© JUNGE FREIHEIT Verlag GmbH & Co. KG www.jungefreiheit.de 38/22 / 16. September 2022

Mehr als zwei Millionen Zuschauer
Großbritannien: Der rechtskonservative TV-Sender GB News hat sich etabliert und belebt die Debatte
Julian Schneider

Für GB News geht es aufwärts. Der noch junge rechte Fernsehsender auf der britischen Insel, der vor gut einem Jahr startete, hat seitdem eine stabile und ansehnliche Zuschauergemeinde gewonnen und baut trotz linker Werbeboykotts stetig weiter aus. Dazu konnte er noch einmal 60 Millionen Pfund (72 Millionen Euro) frisches Kapital einwerben und sein Startkapital damit verdoppeln. Der US-Medienriese Discovery steigt aus (nach der Fusion mit Warner Media wenig überraschend), dafür haben Brexit-unterstützende Investoren wie der Milliardär Christopher Chandler (Legatum-Fonds) und Sir Paul Marshall ihre Anteile aufgestockt.

Anfangs spottete die Linke noch, GB News habe überhaupt keine Zuschauer. Es gab kleinere technische Pannen, eine linke Cancel-Culture-Organisation („Hope not hate“) versuchte per Twitter Unternehmen zu einem Werbeboykott zu drängen. Der Gründungschef Andrew Neil verließ den Sender schon nach wenigen Wochen wieder. Der Guardian versuchte den Sender als quasi tot herunterzuschreiben. 

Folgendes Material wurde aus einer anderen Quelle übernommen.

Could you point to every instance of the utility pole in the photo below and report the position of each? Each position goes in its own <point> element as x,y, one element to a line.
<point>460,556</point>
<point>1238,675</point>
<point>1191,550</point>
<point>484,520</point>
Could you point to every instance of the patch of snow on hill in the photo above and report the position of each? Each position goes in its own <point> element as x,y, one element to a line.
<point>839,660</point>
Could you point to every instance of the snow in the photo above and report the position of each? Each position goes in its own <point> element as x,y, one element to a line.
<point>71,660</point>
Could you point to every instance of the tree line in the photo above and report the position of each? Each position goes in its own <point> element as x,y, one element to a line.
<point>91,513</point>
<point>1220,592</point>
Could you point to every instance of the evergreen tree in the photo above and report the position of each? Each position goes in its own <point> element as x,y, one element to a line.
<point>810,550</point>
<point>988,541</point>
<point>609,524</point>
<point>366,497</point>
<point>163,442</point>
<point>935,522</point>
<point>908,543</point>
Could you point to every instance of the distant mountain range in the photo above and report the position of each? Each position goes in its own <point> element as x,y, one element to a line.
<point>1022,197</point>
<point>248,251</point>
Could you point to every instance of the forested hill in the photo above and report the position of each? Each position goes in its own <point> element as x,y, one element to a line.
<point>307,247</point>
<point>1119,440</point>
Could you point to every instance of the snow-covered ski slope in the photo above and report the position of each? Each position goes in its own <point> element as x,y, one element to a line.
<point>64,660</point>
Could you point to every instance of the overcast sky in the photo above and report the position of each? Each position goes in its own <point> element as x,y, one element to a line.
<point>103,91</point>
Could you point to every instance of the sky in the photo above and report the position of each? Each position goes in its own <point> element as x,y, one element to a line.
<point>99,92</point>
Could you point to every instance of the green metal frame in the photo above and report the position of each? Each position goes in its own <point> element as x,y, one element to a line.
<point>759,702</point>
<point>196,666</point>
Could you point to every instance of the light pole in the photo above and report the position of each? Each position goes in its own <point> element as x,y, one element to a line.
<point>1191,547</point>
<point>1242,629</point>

Doch GB News hat sich gefangen und hochgearbeitet mit pointierten Meinungssendungen gegen den „woken“ Zeitgeist, auch dank guter Beziehungen zu Zeitungen wie der Daily Mail, Telegraph, Express und Sun. Brexit-Trommler Nigel Farage ist nach Neils Abgang der Hauptmoderator geworden. Nun haben sie noch den früheren Tory-Star Michael Portillo als Chefkommentator eingestellt. GB News ist kein ganz kleines Nischenformat mehr, sondern wird in der nationalen britischen Debatte wahrgenommen. Vor kurzem diskutierten Liz Truss und Rishi Sunak – zu der Zeit noch beide Kandidaten der Tories für die Johnson-Nachfolge in Downing Street – auf dem Sender. Die Zahl der Journalisten und Techniker ist von anfangs 120 auf 200 gewachsen. Zwar ist GB News immer noch ein Zwerg neben der BBC mit ihren mehr als 24.000 Mitarbeitern, aber einige der Sendungen mit profilierten Gästen und klar konservativem Profil gegen die linke Cancel Culture erreichen mehr Publikum als beispielsweise Sky News. Im vierwöchigen Durchschnitt erreicht GB News mehr als 2 Millionen.